The program seeks to create a sustainable learning network to support the design and/or implementation of fellows’ projects/ideas. In order to achieve this goal, the program includes a support framework synchronized with a series of Group Meetings in which fellows will convene at MIT.
Through these Group Meetings, CoLab has initiated a broader conversation about the opportunities for long-term comprehensive community planning and creation of wealth-generating, community-based enterprises. At these meetings, Fellows are given time and space with like-minded people in order to:
- Examine the connection between markets and democracy and how market-based activities can help create a financial basis for ongoing democratic participation;
- Consider new models of community organizing that include enterprise creation;
- Explore the shifts in methods and approaches that will be required by these new models; and
- Investigate opportunities created by the American Recovery and Reinvestment Act stimulus and other government funding for the development of new organizing models.

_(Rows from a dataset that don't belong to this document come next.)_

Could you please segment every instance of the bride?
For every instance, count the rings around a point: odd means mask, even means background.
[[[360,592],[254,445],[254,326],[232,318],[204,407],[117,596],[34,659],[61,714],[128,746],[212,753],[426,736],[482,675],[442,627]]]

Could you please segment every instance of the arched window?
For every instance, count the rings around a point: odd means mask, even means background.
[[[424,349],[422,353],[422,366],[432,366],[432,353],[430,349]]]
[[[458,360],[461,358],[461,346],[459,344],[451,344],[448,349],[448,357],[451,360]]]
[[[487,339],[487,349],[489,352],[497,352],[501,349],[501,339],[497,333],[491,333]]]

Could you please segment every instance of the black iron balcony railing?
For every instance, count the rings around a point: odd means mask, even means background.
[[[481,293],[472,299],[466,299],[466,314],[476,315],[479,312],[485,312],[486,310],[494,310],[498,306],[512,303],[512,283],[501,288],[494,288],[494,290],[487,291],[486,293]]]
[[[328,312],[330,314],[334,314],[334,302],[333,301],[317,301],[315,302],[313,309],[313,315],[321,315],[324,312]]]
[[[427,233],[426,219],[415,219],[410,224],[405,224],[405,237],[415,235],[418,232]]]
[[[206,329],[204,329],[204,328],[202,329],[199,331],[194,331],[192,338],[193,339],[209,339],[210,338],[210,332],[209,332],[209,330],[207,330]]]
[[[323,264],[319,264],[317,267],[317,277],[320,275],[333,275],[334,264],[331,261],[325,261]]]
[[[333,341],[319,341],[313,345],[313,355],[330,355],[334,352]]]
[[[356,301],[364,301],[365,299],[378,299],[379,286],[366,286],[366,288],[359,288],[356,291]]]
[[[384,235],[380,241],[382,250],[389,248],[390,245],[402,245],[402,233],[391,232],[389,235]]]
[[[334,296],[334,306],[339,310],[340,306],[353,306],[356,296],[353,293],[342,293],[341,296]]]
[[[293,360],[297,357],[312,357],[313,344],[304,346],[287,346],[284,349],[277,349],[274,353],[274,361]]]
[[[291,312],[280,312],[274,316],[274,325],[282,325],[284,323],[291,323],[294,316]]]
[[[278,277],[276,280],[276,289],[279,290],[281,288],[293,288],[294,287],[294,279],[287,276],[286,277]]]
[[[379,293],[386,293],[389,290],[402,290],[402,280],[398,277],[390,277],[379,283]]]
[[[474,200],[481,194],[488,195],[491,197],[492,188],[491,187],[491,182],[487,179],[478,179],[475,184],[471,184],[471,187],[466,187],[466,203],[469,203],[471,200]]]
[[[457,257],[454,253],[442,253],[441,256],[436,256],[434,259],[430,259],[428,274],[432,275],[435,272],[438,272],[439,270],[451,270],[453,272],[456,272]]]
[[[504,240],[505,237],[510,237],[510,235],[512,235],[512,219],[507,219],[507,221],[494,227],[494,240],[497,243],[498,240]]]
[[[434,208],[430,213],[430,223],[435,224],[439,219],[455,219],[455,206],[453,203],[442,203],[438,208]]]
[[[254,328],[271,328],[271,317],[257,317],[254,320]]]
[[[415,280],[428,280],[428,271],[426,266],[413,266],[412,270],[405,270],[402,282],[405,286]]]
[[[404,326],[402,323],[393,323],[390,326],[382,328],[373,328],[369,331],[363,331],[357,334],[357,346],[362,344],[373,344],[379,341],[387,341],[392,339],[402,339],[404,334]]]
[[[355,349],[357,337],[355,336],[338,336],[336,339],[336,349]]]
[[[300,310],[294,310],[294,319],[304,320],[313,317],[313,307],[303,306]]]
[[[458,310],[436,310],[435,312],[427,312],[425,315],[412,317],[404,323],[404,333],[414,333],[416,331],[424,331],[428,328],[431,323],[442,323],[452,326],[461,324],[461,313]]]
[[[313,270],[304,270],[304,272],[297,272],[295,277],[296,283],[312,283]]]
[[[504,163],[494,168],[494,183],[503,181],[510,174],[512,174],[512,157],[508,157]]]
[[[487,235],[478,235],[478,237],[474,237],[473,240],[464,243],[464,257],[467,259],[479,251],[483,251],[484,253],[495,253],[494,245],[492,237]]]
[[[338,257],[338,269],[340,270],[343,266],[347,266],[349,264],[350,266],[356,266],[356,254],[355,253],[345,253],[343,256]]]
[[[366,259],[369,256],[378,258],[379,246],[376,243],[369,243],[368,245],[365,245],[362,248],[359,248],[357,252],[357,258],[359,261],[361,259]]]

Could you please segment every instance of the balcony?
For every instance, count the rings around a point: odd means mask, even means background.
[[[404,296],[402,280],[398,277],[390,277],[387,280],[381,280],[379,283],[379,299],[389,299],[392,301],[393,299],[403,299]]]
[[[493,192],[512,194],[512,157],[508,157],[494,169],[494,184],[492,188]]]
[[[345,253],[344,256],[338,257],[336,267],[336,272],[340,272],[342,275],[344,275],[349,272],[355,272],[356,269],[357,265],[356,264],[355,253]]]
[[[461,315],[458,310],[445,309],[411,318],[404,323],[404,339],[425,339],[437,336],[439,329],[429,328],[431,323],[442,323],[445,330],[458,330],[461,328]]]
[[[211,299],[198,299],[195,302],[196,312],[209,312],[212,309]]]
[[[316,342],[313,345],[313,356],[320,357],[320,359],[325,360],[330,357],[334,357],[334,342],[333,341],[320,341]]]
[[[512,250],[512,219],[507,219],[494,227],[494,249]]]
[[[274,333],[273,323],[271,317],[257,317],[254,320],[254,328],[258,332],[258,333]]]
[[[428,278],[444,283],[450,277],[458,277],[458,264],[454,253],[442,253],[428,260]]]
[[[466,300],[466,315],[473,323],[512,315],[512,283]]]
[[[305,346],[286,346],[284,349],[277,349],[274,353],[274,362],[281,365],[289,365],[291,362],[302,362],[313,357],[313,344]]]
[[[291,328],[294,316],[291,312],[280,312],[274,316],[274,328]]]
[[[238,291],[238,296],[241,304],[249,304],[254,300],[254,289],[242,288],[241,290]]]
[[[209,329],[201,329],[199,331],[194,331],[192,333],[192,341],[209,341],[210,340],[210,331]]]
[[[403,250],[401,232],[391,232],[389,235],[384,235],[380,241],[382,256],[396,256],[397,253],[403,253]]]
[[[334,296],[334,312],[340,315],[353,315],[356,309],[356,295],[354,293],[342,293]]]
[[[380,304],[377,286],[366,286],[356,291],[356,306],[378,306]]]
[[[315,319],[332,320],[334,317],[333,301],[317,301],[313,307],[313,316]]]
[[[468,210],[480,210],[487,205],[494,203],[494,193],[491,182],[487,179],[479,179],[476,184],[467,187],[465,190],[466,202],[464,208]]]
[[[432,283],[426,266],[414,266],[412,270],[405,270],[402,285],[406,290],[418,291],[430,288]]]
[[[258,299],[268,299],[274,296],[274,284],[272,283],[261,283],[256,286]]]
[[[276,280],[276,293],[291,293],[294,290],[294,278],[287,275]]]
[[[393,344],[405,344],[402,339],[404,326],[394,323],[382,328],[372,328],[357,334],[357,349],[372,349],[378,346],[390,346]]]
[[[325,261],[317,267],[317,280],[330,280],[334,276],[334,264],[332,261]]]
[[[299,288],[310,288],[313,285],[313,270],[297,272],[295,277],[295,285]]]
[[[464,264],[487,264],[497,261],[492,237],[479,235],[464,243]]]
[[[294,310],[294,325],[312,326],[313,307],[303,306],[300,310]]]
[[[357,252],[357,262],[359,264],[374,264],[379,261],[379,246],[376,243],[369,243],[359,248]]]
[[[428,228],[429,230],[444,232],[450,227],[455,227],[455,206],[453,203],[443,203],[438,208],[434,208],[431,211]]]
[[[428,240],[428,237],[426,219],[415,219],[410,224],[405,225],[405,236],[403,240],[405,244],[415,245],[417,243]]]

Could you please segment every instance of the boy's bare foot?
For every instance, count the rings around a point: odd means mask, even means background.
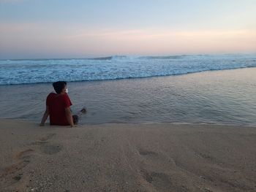
[[[80,110],[80,112],[82,113],[86,113],[87,110],[86,110],[86,107],[83,107],[83,109]]]

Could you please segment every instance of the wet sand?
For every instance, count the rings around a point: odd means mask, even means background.
[[[256,128],[0,120],[1,191],[256,191]]]

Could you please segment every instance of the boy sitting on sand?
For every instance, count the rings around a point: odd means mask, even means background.
[[[45,122],[50,115],[50,125],[74,126],[74,124],[77,124],[78,122],[78,116],[72,115],[70,110],[72,102],[67,95],[67,82],[55,82],[53,83],[53,86],[56,93],[50,93],[48,96],[46,110],[40,126],[43,126],[45,125]],[[86,110],[85,109],[83,110]]]

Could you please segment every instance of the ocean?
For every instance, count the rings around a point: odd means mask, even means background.
[[[244,54],[1,60],[0,118],[39,123],[51,82],[66,80],[82,124],[255,126],[255,66]]]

In addition to facilitating these meetings, CoLab provides technical assistance to the Fellows, in the form of both training and tools. The Fellows use web-based tools devoloped by CoLab to share knowledge and disseminate information gleaned from each Fellow's work to the entire cohort. CoLab is also working to train the Fellows in the principles of collaborative innovation and providing cognitive tools to assist them in the process of collaborative innovation. Throughout the year, CoLab helps Fellows trouble-shoot problems, connect to resources, and generate research products.
At the end of the year, the Mel King Community Fellows gather for a final session to discuss how their work has shifted as a result of the Fellowship.
Class of 2011
The Class of 2010-2011 has been successful in establishing a learning community of leading community organizers from around the country (with a focus on the South and the Boston Area) interested in the “sweet spot”. Through regular convenings of the Fellows, and providing technical support, CoLab has built a platform for knowledge generation and advancing community organizing models that explore the intersection of the market and democracy. Most of the Fellows have come to the program hoping to pursue projects focused on sustainable, democratic wealth-building. However, the projects generally are small in scale and implemented in isolation. CoLab continues efforts to expose the network members to the potential behind the ideas they are exploring, and partner the network with the educational and financial infrastructure needed to bring these project to scale.
In that vein, in July 2011, CoLab put together a study trip to Mondragon Spain, one of the largest examples of cooperative economic development in the world. The trip was designed to serve two purposes:
- To expose the Fellows to the possibilities of the transformative power of worker and community enterprise ownership. The region surrounding Mondragon was once one of the poorest in Spain. As a result of the Mondragon Cooperatives, in a span of several decades, the region became one of the most prosperous as well as economically stable and socially equitable.
- To create a profound common experience among the Fellows to form a basis for establishing a geographically distributed network focused on community enterprise and wealth building.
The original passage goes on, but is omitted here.